Przyznaje, że dzięki swojej twórczości żyje na przyzwoitym poziomie. Pieniądze nie mają jednak dla niego większego znaczenia. – W Stanach Zjednoczonych artysta staje się znany, gdy ktoś płaci ogromne sumy za jego obraz obojętne, co by namalował – mówi. To jest obrzydliwe – dodaje Olbinski, który od kilkunastu lat mieszka w USA.
Wyznaje, że dla niego o wiele ważniejsze jest to czy sam jest zadowolony ze swojej twórczości. – Czy z obrazu bije sens życia, którego szukamy, czy dla tego, kto kupił mój obraz też jest to ważne, czy ta twórczość zmieniła jego życie na lepsze – tłumaczy Olbiński. – Tego nie da się traktować w kategoriach finansowych – wtrąca.
Zwierza się, że marzy o tym, aby za sto lat ktoś kupował jeszcze jego sztukę. – Każdy z nas marzy o nieśmiertelności - stwierdza.
Zachęcamy do wysłuchania całej rozmowy z plakacistą. Rafał Olbiński opowiada jak zaczynał swoją międzynarodową karierę, za co kocha Nowy Jork i nienawidzi Warszawy, czy spełnił już swoje wszystkie marzenia, jakim jest mężem, ojcem i mężczyzną?

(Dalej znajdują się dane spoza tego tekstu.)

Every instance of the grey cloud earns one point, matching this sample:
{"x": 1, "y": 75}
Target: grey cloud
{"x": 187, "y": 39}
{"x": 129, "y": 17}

Olbiński jest między innymi twórcą plakatu "Dwa teatry 2012" - Festiwalu Polskiego Radia i Teatru TVP.
Fragment Plakatu Festiwalu "Dwa Teatry - Sopot 2012"
Plakaty i ilustracje Rafała Olbińskiego są publikowane w najbardziej renomowanych czasopismach na całym świecie "Newsweek", "Time", "Business Week", "New York Times", "New Yorker".